7.1 Save Model Parameters¶

# Save model parameters
paddle.save(model.state_dict(), 'pollution_model.pdparams')

7.2 Save Feature Standardizer and Label Encoder¶

import pickle

# Save feature standardizer
with open('scaler.pkl', 'wb') as f:
    pickle.dump(scaler, f)

# Save label encoder
with open('label_encoder.pkl', 'wb') as f:
    pickle.dump(label_encoder, f)

7.3 Load Model and Data¶

# Load model parameters
model.set_state_dict(paddle.load('pollution_model.pdparams'))

# Load feature standardizer and label encoder
with open('scaler.pkl', 'rb') as f:
    scaler = pickle.load(f)

with open('label_encoder.pkl', 'rb') as f:
    label_encoder = pickle.load(f)

8. Test Sample Prediction¶

# Test sample
test_sample = [[28, 52, 3, 46, 0.5]]  # PM2.5, PM10, SO2, NO2, CO

# Standardize sample
test_sample_scaled = scaler.transform(test_sample)

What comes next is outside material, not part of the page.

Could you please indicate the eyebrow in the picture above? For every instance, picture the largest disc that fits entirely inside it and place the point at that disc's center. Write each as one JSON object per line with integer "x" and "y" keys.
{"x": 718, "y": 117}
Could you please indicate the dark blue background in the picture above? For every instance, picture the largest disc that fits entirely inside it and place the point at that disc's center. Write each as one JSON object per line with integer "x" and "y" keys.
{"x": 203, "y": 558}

# Convert to Paddle tensor
test_sample_tensor = paddle.to_tensor(test_sample_scaled, dtype='float32')

# Model prediction
with paddle.no_grad():
    prediction = model(test_sample_tensor)
    predicted_class = paddle.argmax(prediction, axis=1).numpy()[0]

# Display prediction result
predicted_label = label_encoder.inverse_transform([predicted_class])[0]
print(f"Predicted pollution type: {predicted_label}")

Predict Sample: Use standardized input data for prediction and output pollution type label.